SANTA ROSA BEACH, Fla. (WMBB) — Evolution forces wildlife to adapt to their surroundings. officials say the species affected by the Mussett Bayou Wildfire have had some time to adapt to fire because the area is prone to burns.
Walton County Forestry senior forester, Ariel Sewell, used the gopher tortoise as an example. As a keystone species, many other animals in the habitat rely on the gopher tortoise and its adaptations.
“They have these burrows that they dig and live in,” Sewell said. “And they can go there for cover during fires. But also there are a lot of other animals that depend on these burrows not just for coverage from fire but for habitats.”
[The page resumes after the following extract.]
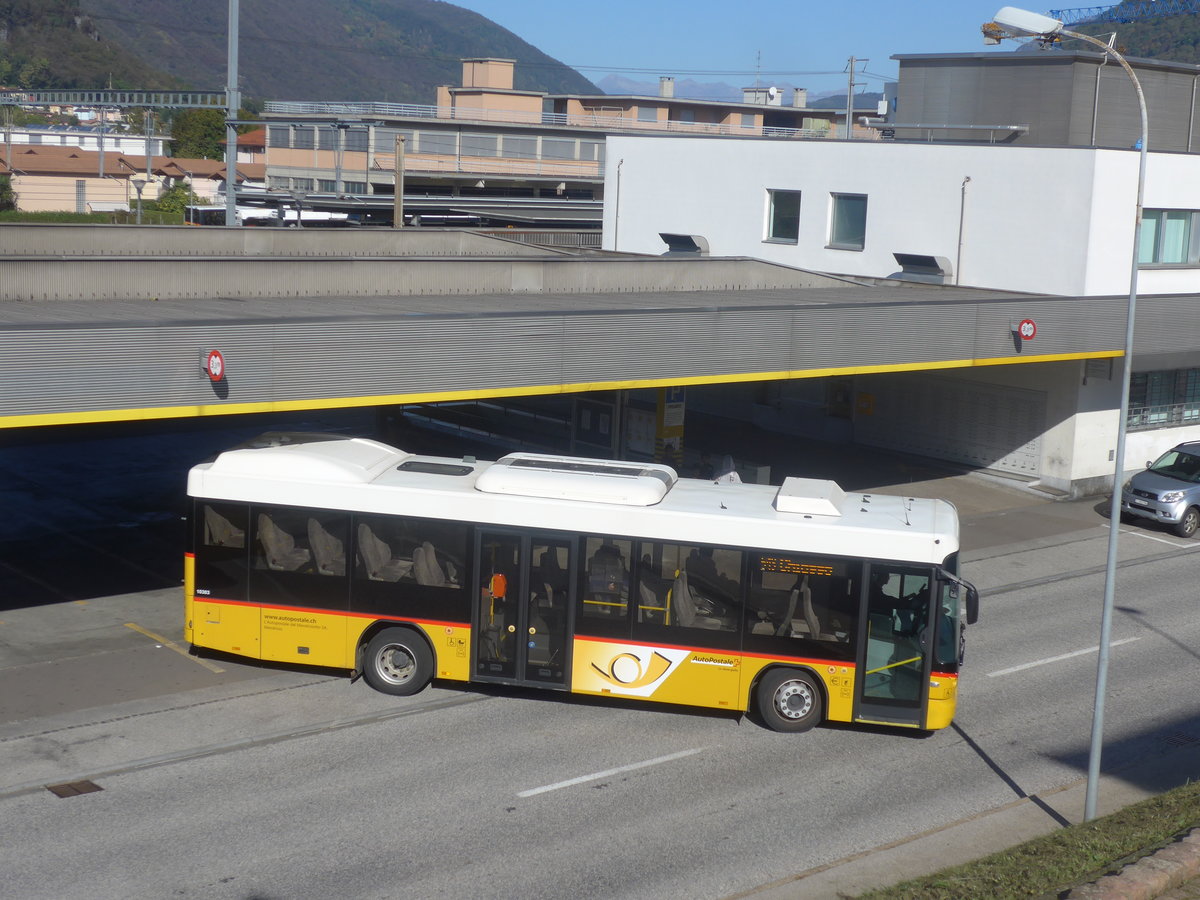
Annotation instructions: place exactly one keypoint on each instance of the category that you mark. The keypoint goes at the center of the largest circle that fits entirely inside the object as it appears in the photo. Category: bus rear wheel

Fire-adapted plants affected by the wildfire include palmettos, which have begun popping up among the ashes just a month after being scorched. Officials say although this fire was destructive, fire plays an important role in maintaining the environment amidst human interaction.
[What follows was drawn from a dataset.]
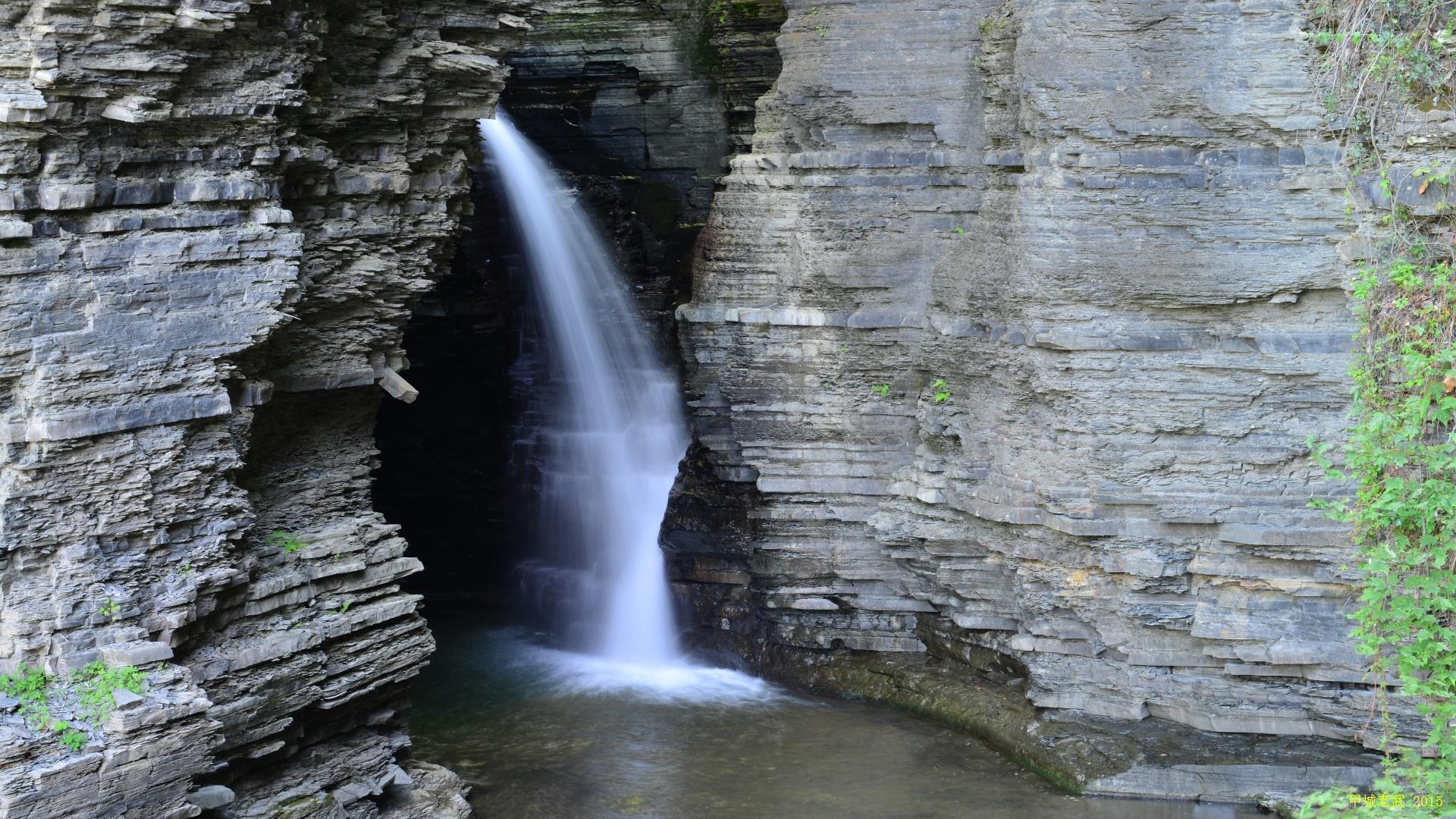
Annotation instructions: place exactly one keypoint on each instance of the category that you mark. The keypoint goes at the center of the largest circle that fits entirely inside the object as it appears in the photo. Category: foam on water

“We use prescribed burning in our state forest to reduce the fuel, keep any major wildfires,” Sewell said. “And also to help restore wildlife habitats.”
In this case, the Mussett Bayou fire had plenty of fuel.
“So a lot of areas we can’t do a lot of burning,” Sewell said. “Private property, residential property —conditions don’t really allow for doing a lot of burning in those areas because of smoke issues.”
Sewell says the affected grasses will regenerate by next spring and the larger species like trees and shrubs will take a little longer.
“It’s going to come back as something,” Sewell said. “It may not be what people want exactly.”